JupyterCon focuses on real-world practices and how to successfully implement interactive computation in your workflow and projects. You’ll discover the best practices for collaborative and reproducible data science; new use cases, and the expertise you need to transform your workflow with Jupyter tools.
| The fall of RNN / LSTM |
We fell for Recurrent neural networks (RNN), Long-short term memory (LSTM), and all their variants. Now it is time to drop them! After ResNet and Attention it became clear that LSTMs were just a clever bypass technique, see this post
| Instance Embedding: Segmentation Without Proposals |
A thorough review of three papers in the field of instance segmentation that outline approaches that differ from the mainstream proposal-based Faster-RCNN.
| Google Developers Blog: Text Embedding Models Contain Bias |
Man is to doctor as woman is to nurse, this biased semantic relationship is encoded when training word embeddings on a conventional data set such as the Google News corpus. This blogpost uses The Word Embedding Association Test (WEAT) to explore some of these problematic associations.
| Hallucinogenic Deep Reinforcement Learning using Python and Keras |
| Jupyter: Tips, Tricks, Best Practices with Sample Code for Productivity Boost |
A short guide including tips and tricks on making the best of your Jupyter notebooks.
| Introducing TensorFlow Probability |
TensorFlow Probability is a probabilistic programming toolbox for machine learning researchers and practitioners to quickly and reliably build sophisticated models that leverage state-of-the-art hardware.
| ModelDepot |
ModelDepot uses Tensorflow.js to train Tiny YOLO
model to detect objects from your webcam.
| Paper Repro: Deep Neuroevolution |
This thoughtful post on reproducing the seminal Uber paper “Deep Neuroevolution” is easy to follow and includes instruction on how to reproduce the reproduction!
| Research Blog: Looking to Listen: Audio-Visual Speech Separation |
In “Looking to Listen at the Cocktail Party”, these Google authors present a deep learning audio-visual model for isolating a single speech signal from a mixture of sounds such as other voices and background noise. They are able to computationally produce videos in which speech of specific people is enhanced while all other sounds are suppressed.

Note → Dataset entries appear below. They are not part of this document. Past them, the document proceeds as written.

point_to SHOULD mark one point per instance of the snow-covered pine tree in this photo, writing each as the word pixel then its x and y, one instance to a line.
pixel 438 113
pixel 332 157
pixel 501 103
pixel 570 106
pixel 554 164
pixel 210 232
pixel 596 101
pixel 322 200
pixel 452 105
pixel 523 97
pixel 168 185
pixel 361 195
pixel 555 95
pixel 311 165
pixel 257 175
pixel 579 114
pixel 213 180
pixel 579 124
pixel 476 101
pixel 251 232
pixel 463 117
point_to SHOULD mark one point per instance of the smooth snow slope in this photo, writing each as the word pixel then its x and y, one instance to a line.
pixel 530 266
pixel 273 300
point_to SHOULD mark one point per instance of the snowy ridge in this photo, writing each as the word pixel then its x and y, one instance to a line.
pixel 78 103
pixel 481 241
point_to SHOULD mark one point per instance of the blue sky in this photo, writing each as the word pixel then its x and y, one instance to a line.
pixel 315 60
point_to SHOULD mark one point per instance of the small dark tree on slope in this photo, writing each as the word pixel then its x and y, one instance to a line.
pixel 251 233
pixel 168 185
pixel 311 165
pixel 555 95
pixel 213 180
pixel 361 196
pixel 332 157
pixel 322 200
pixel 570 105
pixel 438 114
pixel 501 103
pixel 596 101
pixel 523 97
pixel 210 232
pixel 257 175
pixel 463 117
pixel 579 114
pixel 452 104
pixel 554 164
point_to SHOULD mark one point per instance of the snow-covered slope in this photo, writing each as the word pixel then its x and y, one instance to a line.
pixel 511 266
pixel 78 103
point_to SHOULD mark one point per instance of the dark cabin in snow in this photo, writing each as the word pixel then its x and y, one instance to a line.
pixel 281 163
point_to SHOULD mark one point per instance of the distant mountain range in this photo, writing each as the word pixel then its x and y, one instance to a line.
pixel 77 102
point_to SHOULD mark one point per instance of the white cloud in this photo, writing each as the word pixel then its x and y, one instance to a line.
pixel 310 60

| Imagine This! Scripts to Compositions to Videos |
Fascinating paper describing a model that is capable of generating realistic scenes by learning from labelled video. The model is dubbed CRAFT forComposition, Retrieval, and Fusion Network which explicitly predicts a temporal-layout of mentioned entities (characters and objects), retrieves spatio-temporal entity segments from a video database and fuses them to generate scene videos.
| Spherical CNNs |
Convolutional Neural Networks (CNNs) have become the method of choice for learning problems involving 2D planar images. However, a number of problems of recent interest have created a demand for models that can analyze spherical images. Examples include omnidirectional vision for drones, robots, and autonomous cars, molecular regression problems, and global weather and climate modelling.
This paper introduces the building blocks for constructing spherical CNNs proposing a definition for the spherical cross-correlation that is both expressive and rotation-equivariant.
| Adversarial Attacks Against Medical Deep Learning Systems |
The discovery of adversarial examples has raised concerns about the practical deployment of deep learning systems. In this paper, the authors argue that the field of medicine may be uniquely susceptible to adversarial attacks, both in terms of monetary incentives and technical vulnerability. To this end, they outline the healthcare economy and the incentives it creates for fraud, extend adversarial attacks to three popular medical imaging tasks, and provide concrete examples of how and why such attacks could be realistically carried out.